Be brave, Iris. Be brave, she told herself. She picked up the datapad and identified the security camera ID for the locker room. There would be an archive connected to that camera.
“We’ve come a long way.” Iris heard the echoes of Vannevar’s musing from the other day as she searched the video archives. “From tribal warfare, cannibalism, disease.. to this.”
As Iris sped through the camera footage, that hunk of mass gained the rest of its missing limbs and its shape. It gained its humanity, growing and convulsing and sprouting into a human form. Each time a piece of it returned to the body, Dr. Lewis was there, surgically Frankensteining it bit by bit. He would leave, come back with another piece, attach it, and leave again. Looking at the timestamps, this body had been here for weeks, months.
Before she could resurrect the unnamed corpse, something pushed at Iris to slow the video. Dr. Lewis was huddled over the nearly fully formed body with a blowtorch. Iris zoomed in as far as she could and let the video play.
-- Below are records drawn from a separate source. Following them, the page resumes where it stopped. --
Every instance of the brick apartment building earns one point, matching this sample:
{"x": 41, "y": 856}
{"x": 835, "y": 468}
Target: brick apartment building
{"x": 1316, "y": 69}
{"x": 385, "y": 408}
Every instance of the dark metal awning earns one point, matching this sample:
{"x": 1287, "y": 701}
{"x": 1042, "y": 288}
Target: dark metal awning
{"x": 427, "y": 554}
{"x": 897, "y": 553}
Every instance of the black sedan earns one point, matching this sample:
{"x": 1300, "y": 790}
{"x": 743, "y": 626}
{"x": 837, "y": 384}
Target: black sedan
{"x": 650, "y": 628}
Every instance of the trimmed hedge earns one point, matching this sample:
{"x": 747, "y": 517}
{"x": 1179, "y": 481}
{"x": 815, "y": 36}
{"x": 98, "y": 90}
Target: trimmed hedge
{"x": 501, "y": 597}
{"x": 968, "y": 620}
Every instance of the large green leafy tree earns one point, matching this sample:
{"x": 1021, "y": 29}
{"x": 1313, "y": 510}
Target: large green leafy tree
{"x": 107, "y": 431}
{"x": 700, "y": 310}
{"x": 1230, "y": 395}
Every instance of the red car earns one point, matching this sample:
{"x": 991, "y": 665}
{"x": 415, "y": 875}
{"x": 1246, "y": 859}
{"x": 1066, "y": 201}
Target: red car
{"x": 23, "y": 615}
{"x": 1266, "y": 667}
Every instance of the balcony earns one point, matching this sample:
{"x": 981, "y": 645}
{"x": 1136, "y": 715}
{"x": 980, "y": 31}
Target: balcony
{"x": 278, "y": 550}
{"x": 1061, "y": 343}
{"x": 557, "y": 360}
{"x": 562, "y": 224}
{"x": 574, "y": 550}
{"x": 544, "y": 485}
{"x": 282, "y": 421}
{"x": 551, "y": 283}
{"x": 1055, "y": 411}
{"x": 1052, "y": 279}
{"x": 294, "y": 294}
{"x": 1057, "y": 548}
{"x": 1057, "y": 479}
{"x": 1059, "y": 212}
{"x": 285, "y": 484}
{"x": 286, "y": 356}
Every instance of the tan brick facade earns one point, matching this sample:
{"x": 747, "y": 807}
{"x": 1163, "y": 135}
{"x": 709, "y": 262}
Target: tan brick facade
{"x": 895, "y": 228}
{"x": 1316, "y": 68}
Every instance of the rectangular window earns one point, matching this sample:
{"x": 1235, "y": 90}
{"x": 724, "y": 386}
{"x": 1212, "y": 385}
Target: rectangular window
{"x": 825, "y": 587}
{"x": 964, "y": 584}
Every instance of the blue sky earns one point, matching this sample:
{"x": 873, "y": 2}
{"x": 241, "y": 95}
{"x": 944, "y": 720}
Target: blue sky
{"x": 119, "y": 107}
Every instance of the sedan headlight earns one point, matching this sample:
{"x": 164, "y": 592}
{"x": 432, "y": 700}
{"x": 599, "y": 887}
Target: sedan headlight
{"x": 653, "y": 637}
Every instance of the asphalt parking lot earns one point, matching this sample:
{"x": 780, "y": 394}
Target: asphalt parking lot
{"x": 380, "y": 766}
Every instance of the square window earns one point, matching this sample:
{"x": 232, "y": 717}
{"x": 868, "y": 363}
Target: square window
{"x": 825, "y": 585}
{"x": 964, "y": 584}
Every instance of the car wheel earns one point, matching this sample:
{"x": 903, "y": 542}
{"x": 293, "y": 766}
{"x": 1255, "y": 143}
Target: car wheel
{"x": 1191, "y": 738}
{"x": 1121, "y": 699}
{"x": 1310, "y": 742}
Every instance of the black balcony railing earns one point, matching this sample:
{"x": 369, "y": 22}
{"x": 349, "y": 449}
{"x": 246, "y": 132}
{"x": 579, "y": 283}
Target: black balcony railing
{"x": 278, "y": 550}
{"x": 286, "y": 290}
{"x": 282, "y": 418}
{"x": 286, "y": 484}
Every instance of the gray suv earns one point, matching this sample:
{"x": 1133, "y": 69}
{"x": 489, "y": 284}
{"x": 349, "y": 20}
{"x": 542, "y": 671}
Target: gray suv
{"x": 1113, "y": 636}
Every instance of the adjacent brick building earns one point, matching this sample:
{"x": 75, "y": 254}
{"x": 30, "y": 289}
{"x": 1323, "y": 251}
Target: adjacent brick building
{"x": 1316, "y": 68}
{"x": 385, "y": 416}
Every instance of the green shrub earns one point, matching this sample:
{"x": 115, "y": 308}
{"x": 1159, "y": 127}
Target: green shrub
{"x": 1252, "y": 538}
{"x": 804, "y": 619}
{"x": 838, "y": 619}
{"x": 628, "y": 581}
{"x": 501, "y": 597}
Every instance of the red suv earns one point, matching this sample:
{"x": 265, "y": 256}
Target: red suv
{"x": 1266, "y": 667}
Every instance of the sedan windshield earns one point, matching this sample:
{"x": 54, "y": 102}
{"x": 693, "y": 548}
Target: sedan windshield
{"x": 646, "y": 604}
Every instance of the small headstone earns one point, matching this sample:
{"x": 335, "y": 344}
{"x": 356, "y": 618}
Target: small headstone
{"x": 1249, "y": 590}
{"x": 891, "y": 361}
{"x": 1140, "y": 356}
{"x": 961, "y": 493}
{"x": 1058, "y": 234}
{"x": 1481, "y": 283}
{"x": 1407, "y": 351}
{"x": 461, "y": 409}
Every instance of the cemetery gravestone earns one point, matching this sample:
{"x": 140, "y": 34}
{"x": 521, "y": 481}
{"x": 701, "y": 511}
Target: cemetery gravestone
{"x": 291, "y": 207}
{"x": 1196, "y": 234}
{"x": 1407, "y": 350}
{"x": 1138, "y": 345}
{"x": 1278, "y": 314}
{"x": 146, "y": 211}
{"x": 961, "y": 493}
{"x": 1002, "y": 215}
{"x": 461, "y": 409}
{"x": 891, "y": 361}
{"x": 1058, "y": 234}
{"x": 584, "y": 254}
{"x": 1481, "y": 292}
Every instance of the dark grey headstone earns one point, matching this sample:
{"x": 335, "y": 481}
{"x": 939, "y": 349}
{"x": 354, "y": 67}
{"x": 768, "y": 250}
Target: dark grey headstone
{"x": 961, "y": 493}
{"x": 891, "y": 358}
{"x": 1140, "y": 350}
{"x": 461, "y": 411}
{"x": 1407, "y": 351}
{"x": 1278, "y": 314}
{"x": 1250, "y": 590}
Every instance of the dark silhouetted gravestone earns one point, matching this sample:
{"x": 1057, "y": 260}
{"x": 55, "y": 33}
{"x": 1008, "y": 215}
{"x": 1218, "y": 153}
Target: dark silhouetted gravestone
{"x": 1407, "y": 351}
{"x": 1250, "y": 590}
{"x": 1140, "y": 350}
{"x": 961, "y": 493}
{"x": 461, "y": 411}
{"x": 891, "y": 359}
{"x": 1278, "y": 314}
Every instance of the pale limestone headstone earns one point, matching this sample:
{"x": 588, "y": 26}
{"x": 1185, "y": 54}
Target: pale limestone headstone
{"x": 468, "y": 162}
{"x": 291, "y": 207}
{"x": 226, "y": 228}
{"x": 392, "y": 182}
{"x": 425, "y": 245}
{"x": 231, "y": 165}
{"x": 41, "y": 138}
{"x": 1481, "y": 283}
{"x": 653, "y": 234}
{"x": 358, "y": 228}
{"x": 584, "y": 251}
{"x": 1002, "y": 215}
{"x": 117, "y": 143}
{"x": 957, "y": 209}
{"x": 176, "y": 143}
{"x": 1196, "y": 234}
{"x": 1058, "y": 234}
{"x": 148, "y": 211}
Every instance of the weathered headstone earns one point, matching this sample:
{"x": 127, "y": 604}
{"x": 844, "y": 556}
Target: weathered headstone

In one hand, Dr. Lewis carefully excised tissue from his crewmember. Then, he delicately held up the tissue to the blowtorch, rotating it slowly. This went on for minutes until the doctor felt the need to cautiously look over each shoulder. Satisfied that no one was there, he placed the tissue onto the tip of his tongue and quickly closed his mouth. Dr. Lewis stood up, stepped away from the body, and closed his eyes. His body began to sway, first in the hips, then all the way up to the head and neck. There was no audio in the feed, but that probably didn’t matter. The tune Dr. Lewis was swaying to played for an audience of one.
Iris set down the datapad, closed her helmet, and went outside. She felt a tear roll down her cheek, and she instinctively caught it with her tongue. She didn’t know why; she just did it. It was something she had always done.